— Буквы — в слова! Слова — в мысли! Учитесь думать предложениями! А не междометиями. А то ведь спросишь человека, а он тебе «а — а», «бе — е». Словно овечка. Скажи прямо: «Не знаю». Помните: словами и мыслями! Мыслями и словами!
* * *
Еще она научила нас разбирать слова на буквы и строить из них новые слова — но в ограниченном пространстве.
Сидишь ты, например, в зубной поликлинике — ох, эти ужасные и обязательные пытки, и почему непременно учительницам это поручается делать, а не мамам и бабушкам, ведь дома-то всегда можно договориться, чего-нибудь сочинить, зареветь, наконец, чтобы отстали, или сделать вид, что ревешь: пожалеют небось, а ведь перед учительницей да и всем классом в придачу никак не заревешь! Ох ты, а может, эго она тогда нарочно придумала, чтобы нас отвлечь?
Вот сидишь в поликлинике, очередь — целый класс, тридцать человек, а перед нами, может, еще подкласса из соседней школы, а на кабинете вывеска: «Зубной врач». Вот и сиди, составляй из этих букв новые слова. Много ли насочиняешь и каких?
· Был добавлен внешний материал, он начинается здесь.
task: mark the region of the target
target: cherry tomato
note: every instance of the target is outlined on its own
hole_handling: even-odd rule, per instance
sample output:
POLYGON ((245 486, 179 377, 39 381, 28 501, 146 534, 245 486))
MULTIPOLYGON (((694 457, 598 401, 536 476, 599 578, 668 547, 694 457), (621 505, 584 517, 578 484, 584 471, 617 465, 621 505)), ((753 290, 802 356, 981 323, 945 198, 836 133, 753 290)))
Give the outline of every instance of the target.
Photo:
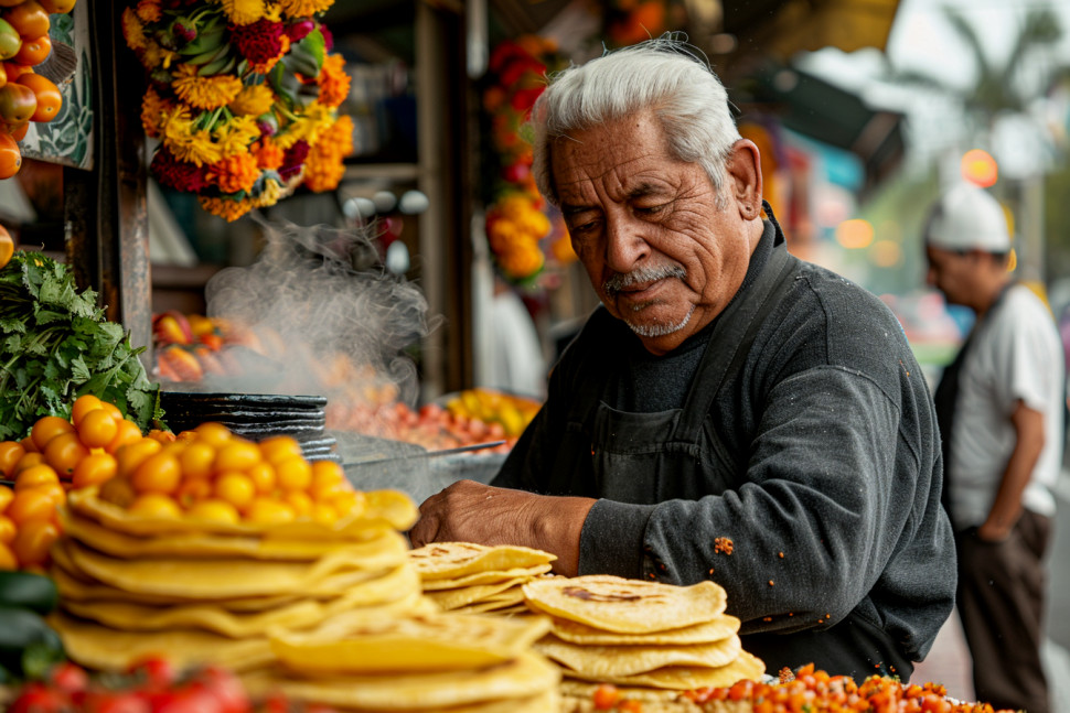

Зуб. Рвач! Тебя знобить начинает. Рвач ведь, пожалуй, это врач, который зубы рвет! Лучше уж на вывеске сосредоточиться. Что там выходит? «Ой» — выходит! Пусть это и междометие. Опять про зубы, надо же! Ну, еще «ной». Ной, не ной, а попал сюда, сиди, трясись, передвигайся со стула на стул ближе к этой белой двери, за которой жужжит бормашина да бренчат железом о железо страшные зубные щипцы.
Из слов «зубной врач», если использовать оба слова сразу, получается еще кое-что. Например, бой. Буза. Зоб. Убой. Зубач, что это такое, правда, неизвестно. Зной. Брачнуй… Как это? Чарной… Какой это такой?
До сих пор отлично помню этот довольно просторный зал на втором этаже старой деревянной поликлиники — белые двери кабинетов выходят в него, под ногами желтые крашеные половицы поблескивают чистотой, длинные ряды стульев вдоль стен и подле окон, череда небогато одетых мальчишек и девочек, а среди нас наша старушка в местами дырчатом пуховом платке, и к ней из длинного ряда то один, то другая подходят детишки со своими словами, и она, совершенно серьезная, объясняет громким шёпотом, что «чарнуй» и «брачнуй» — таких слов нет, есть «брачный», но нам до этого пока еще рано, и всячески поощряет всякое вновь изобретенное слово, попутно объясняя, что Ной — это не только нытье, но еще и библейский герой, который собрал перед великим потопом каждой твари по паре, сделал огромный такой корабль по имени ковчег и, когда вода залила всю землю, спас всю свою семью и всех самых разнообразных животных.
— И слонов? — удивлялся мой дружбан и сосед по парте Вовка Крошкин.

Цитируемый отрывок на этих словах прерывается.